Addition of exercise-PP or reserve-PP to the base model (model 1) appropriately reclassified patients into lower or higher risk categories (Table 3, NRI, 14.3% P = 0.0007). Models incorporating METs instead of DTS were very similar with an NRI of 10.7%, P = 0.01 (Appendix Table A1); METs remained a significant independent predictor or mortality in addition to reserve-PP. Using IDI, a measure of model performance that does not depend on risk categories, the difference in average predicted probabilities between case (patients who died) and control patients (patients that were alive) increased by 0.69%, P = 0.01, when exercise or reserve PP was considered.

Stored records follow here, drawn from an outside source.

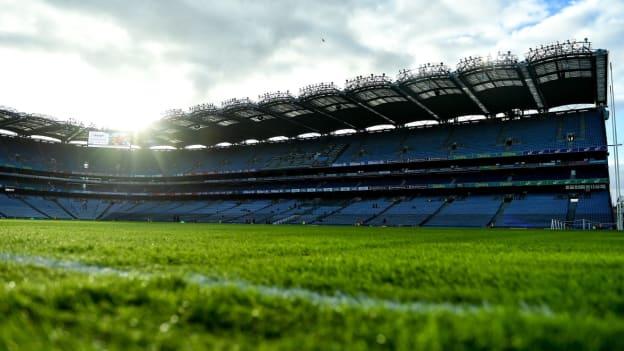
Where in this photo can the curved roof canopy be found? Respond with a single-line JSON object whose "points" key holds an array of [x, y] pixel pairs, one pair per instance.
{"points": [[550, 76]]}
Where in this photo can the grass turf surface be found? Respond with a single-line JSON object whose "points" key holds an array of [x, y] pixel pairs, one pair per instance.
{"points": [[499, 289]]}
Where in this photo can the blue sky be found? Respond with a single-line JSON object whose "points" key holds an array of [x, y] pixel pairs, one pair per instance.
{"points": [[121, 64]]}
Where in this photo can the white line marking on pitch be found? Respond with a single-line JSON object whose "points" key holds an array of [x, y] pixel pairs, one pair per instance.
{"points": [[336, 301]]}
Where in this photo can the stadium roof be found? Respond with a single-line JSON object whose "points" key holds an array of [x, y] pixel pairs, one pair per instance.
{"points": [[550, 76]]}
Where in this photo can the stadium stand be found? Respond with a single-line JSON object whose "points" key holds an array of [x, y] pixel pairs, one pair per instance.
{"points": [[513, 165]]}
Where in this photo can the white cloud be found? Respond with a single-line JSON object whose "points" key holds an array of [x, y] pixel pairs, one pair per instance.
{"points": [[121, 64]]}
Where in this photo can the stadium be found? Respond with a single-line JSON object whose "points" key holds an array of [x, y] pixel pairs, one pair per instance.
{"points": [[444, 208], [509, 168]]}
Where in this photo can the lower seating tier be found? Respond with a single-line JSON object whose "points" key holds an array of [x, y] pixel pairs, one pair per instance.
{"points": [[528, 210]]}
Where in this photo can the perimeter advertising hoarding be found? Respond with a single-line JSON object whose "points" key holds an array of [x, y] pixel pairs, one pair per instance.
{"points": [[109, 139]]}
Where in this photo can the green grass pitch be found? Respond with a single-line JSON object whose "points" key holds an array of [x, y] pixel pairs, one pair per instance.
{"points": [[93, 285]]}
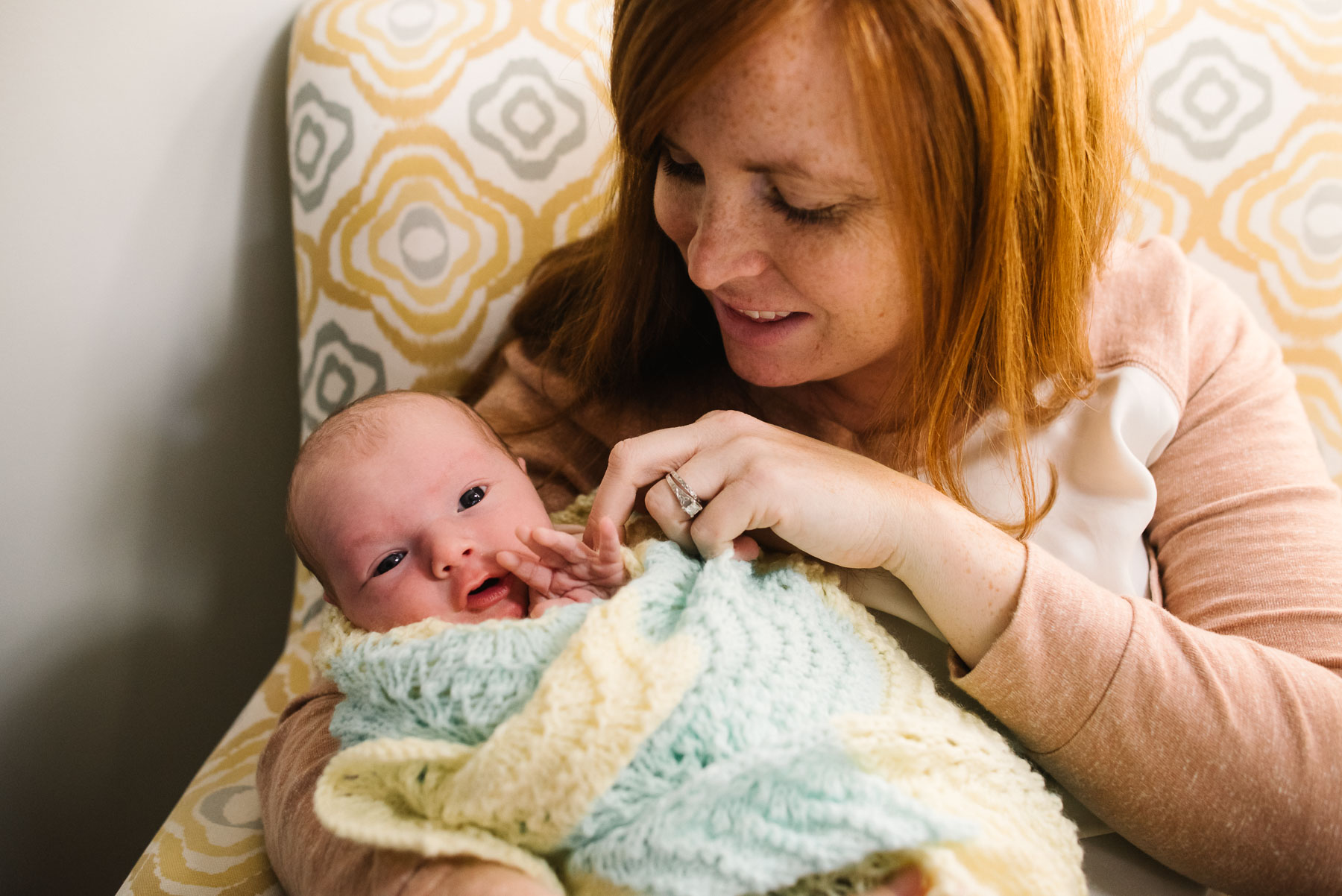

Finally, as shown in Figure 3, adjusted mortality risk was inversely and exponentially related to reserve-PP. In patients at the normal end of reserve-PP, risk was similar for patients with normal or abnormal DTS/ HRR. However, in patients at the abnormal end of reserve-PP, the curves diverge, suggesting that the risk is higher in patients with abnormal DTS and or HRR compared with those with normal DTS and HRR.

Figure 3

Mortality hazard increased with lower reserve-pulse pressure (PP). Patients with normal reserve PP showed low mortality hazard irrespective of Duke treadmill score (DTS) and heart rate recovery (HRR). However, among patients with abnormal reserve PP, those with abnormal HRR or DTS had a higher hazard compared with those with normal HRR and DTS.

Discussion

Reducing mortality from cardiovascular disease is an important health care goal, but risk stratification with existing strategies of ischaemia evaluation is suboptimal.4 Despite excellent prognosis with a normal MPI, a small though not inconsequential proportion of events occur in patients with normal/mildly abnormal MPI.4 In the current study, we evaluated a simple risk marker, reserve-PP, to further risk stratification of patients with normal MPI. In this cohort, ∼24% of patients who died were not identified as high risk by DTS and HRR. However, by adding reserve-PP to DTS and HRR, identification of patients at risk of mortality improved significantly, with only ∼7% of deaths not identified by the combination of normal DTS, HRR, and reserve-PP. On multivariable analysis, reserve-PP and exercise-PP were significant independent predictors of mortality and improved risk reclassification in 14.3% of patients when compared with models without reserve-PP or exercise-PP information. Each 10 mm lower reserve-PP conferred a 20.6% higher risk-adjusted mortality.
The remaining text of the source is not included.